Sweeney plays Millie, a young woman who applies to work as live-in housekeeper in the opulent mansion of a moneyed couple. There appears to be something a little off about her (“Everything about me is a lie — even my glasses,” she confides in voiceover), but she can’t possibly be as off as the rich folks. They are the Winchesters — Nina (Amanda Seyfried) and Andrew (Brandon Sklenar), who is some kind of super-laid-back tech bro. They have a strangely formal young daughter (Indiana Elle), who shoots Millie a glare of supercilious disapproval when she first spies her dusting the Gauguin.

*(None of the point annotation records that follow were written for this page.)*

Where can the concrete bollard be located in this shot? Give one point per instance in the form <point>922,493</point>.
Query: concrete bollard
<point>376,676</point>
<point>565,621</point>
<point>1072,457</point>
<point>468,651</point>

There’s also a scowling hunk of a groundsman (Michele Morrone), and Andrew’s patrician mother, played by Elizabeth Perkins, who barely has any lines but exudes Arctic chill with just a flared nostril and an ermine-white coiffure.

Sklenar seems like the result of someone ordering a Ryan Reynolds with a dash of early Alec Baldwin, but decaf. Indeed, the film altogether resembles the kind of 1980s/90s erotic thriller that once would have starred Baldwin (or any other available Baldwin), down to a scene of torrid passion set to thunder, lightning and an ecstatic surge of soul singing (on the soundtrack, rather than on the mattress — there are limits).

The acting jury is still out on Sweeney, whose performance here is mostly solid: chipper, with hints of that ever-popular fragrance Dark Secret, but ramping up to enjoyably feverish towards the end. Seyfried, though, very entertainingly is febrile from the get-go as a woman with the uncanny knack of materialising unexpectedly whenever Millie shuts a mirrored medicine cabinet. The film is worth seeing just for the way she works those famous saucer eyes to look extra weird in a pallid mask-like face. In The Housemaid, Seyfried is the one who cleans up.